In January 2013, the UK's Food Standards Agency warned that two-thirds of all raw chicken bought from UK shops was contaminated with campylobacter, affecting an estimated half a million people annually and killing approximately 100.

==Outbreak==
In August–September 2016, 5,200 people fell ill with campylobacteriosis in Hastings, New Zealand, after the local water supply in Havelock North tested positive for the pathogen Campylobacter jejuni. Four deaths were suspected to be due to the outbreak. It is suspected that after heavy rain fell on 5–6 August, water contamination from flooding caused the outbreak, although this is the subject of a government Inquiry. It is the largest outbreak of waterborne disease ever to occur in New Zealand. All schools in Havelock North closed for two weeks, with the Hastings District Council advising an urgent notice to boil water for at least one minute before consumption. This notice was lifted on 3 September, with the outbreak officially under control.

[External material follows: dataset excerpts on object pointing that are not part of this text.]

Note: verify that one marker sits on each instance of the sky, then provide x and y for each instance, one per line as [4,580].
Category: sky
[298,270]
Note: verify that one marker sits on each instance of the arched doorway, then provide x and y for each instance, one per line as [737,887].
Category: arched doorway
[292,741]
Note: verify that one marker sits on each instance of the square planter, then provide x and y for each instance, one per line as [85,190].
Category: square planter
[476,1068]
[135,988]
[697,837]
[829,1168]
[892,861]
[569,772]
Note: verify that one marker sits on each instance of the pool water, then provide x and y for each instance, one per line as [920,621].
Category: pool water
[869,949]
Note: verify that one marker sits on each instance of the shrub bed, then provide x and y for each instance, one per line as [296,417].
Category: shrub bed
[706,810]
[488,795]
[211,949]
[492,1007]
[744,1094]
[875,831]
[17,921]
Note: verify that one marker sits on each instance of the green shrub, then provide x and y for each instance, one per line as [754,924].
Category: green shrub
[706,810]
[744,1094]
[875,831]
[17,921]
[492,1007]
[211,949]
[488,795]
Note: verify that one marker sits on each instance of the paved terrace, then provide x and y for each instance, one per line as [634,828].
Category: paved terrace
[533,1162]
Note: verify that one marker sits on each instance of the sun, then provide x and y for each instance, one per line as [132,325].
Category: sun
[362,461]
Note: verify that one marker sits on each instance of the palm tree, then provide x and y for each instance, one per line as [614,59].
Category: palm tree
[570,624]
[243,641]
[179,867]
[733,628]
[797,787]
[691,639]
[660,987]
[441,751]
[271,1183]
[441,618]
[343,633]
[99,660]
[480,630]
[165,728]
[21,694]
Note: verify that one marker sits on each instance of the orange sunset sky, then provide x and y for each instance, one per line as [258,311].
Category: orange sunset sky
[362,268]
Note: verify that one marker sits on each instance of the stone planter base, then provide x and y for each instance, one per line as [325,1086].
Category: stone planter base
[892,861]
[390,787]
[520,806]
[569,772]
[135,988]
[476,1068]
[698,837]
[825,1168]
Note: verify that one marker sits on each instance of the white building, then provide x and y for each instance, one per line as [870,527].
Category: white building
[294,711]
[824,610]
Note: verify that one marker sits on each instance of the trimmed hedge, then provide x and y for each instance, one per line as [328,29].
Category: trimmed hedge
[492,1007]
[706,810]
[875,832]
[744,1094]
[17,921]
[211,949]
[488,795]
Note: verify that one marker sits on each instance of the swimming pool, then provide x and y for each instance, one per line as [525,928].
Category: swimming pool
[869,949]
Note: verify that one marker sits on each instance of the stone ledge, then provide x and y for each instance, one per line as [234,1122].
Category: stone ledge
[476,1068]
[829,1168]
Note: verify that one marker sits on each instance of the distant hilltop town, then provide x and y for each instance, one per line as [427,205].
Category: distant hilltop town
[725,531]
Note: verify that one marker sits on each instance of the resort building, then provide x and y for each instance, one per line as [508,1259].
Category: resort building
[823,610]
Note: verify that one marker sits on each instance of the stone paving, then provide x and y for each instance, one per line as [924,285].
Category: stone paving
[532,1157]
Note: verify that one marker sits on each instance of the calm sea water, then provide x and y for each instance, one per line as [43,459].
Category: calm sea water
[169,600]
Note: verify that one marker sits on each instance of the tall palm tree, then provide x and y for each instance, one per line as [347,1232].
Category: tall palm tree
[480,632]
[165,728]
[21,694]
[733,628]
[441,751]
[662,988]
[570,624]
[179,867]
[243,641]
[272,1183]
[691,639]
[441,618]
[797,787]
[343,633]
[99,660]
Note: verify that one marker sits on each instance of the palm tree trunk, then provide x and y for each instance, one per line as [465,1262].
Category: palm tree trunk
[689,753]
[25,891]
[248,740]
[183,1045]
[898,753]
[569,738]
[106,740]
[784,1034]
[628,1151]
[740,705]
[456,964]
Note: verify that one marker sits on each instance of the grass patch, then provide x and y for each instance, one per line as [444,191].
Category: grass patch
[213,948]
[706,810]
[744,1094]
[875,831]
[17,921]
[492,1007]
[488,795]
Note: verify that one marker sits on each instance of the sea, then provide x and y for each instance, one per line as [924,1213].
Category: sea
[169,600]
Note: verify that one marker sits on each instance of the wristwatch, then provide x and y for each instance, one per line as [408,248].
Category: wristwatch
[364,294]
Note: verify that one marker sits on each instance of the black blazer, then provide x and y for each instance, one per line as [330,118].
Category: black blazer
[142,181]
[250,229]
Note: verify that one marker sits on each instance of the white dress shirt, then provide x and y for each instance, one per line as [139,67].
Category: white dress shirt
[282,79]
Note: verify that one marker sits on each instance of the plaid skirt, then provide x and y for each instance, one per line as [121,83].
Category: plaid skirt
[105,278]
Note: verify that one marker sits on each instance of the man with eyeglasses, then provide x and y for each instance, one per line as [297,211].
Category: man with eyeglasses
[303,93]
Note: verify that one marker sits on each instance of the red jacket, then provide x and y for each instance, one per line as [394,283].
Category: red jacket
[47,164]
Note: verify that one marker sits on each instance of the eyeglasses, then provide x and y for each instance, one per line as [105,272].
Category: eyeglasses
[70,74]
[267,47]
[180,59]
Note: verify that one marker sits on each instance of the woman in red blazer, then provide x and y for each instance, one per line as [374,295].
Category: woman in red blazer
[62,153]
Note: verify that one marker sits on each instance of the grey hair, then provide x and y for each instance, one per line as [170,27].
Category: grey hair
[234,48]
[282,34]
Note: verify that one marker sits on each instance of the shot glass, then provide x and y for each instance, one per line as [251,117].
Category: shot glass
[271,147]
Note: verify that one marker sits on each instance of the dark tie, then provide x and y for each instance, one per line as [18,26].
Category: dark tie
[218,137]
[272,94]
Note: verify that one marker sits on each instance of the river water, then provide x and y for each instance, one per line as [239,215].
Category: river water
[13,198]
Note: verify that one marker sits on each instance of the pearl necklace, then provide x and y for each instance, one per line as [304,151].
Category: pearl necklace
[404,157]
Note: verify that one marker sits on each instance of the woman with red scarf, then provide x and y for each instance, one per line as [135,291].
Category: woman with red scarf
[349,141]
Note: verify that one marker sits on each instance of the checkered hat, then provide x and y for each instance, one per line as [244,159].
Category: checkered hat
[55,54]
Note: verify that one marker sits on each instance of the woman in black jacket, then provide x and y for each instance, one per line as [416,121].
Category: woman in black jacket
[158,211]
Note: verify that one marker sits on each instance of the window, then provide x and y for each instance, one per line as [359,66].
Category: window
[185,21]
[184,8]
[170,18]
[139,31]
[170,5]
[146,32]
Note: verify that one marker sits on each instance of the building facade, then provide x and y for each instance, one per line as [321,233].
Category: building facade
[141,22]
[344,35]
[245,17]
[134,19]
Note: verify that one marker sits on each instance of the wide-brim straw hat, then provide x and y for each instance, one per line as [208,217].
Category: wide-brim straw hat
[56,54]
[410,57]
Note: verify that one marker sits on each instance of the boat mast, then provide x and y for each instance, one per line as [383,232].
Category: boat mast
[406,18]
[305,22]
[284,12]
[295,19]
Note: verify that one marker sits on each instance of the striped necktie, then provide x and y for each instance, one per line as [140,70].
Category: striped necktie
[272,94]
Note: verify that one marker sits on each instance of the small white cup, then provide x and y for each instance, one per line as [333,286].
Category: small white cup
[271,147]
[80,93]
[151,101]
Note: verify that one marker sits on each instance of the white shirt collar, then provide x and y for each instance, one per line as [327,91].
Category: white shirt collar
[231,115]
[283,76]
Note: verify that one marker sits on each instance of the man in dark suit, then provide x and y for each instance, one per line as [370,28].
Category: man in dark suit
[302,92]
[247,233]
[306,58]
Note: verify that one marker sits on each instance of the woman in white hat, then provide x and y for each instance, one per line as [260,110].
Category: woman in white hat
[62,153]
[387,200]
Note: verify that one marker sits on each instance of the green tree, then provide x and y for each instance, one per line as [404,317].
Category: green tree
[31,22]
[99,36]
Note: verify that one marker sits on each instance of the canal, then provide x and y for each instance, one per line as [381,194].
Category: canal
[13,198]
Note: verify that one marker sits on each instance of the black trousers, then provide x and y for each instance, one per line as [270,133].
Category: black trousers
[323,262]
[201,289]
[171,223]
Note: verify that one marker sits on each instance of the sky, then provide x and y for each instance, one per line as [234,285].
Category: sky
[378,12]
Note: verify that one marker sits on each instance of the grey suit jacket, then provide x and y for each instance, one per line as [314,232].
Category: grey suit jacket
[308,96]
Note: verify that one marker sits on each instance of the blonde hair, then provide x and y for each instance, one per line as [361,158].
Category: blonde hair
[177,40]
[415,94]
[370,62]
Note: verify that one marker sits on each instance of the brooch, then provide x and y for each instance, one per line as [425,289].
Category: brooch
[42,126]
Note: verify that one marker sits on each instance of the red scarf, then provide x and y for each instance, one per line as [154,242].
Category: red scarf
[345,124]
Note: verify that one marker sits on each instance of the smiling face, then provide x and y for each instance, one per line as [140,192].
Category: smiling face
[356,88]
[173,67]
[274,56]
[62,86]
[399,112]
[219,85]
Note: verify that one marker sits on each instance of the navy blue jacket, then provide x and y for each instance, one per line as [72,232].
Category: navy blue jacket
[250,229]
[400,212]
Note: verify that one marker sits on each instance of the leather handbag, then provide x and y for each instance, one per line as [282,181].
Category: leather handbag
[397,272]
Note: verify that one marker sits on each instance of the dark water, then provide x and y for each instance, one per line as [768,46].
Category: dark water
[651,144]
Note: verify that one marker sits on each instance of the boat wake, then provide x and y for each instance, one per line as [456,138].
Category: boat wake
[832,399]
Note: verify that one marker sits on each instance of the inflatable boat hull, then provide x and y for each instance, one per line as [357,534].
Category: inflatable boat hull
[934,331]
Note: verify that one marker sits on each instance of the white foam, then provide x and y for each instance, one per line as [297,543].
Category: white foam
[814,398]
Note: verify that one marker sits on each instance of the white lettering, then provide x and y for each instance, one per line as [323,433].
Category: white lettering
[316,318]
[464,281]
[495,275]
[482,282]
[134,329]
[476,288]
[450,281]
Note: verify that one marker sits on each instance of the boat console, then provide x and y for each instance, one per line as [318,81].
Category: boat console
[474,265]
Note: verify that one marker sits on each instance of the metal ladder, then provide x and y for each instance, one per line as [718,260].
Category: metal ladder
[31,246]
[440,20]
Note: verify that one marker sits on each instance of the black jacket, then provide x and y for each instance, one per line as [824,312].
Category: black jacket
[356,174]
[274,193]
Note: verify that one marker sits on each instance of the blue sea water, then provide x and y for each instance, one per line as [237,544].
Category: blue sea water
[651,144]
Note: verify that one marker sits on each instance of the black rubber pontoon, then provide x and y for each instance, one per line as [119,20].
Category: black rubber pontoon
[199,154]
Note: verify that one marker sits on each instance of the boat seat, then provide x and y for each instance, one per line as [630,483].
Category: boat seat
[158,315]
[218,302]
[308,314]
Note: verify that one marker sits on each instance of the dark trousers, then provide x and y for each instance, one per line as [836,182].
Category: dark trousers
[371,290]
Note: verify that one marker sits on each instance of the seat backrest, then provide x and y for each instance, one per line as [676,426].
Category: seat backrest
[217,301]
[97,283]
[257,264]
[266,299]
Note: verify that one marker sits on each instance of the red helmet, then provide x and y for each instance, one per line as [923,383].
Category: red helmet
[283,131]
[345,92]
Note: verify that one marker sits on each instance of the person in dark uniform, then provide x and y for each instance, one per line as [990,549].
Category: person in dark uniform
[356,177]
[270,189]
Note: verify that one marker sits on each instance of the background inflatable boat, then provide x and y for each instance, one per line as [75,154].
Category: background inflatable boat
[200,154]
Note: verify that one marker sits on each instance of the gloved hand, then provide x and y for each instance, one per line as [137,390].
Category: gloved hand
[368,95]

According to Centers for Disease Control and Prevention, a multistate outbreak of human Campylobacter infection has been reported since 11 September 2017. In all, 55 cases were reported from 12 states (Florida, Kansas, Maryland, Missouri, New Hampshire, New York, Ohio, Pennsylvania, Tennessee, Utah, Wisconsin and Wyoming). Epidemiological and laboratory evidence indicated that puppies sold through Petland stores were a likely source of this outbreak. Out of 55 cases reported, 50 were either employees of Petland or had recently purchased a puppy at Petland, or visited there before illness began. Five people out of 55 cases reported were exposed to puppies from various sources.

Campylobacter can spread through contact with dog feces. It usually does not spread from one person to another. However, activities such as changing an infected person's diapers or sexual contact with an infected person can lead to infection. Regardless of where they are from, any puppies and dogs may carry Campylobacter germs.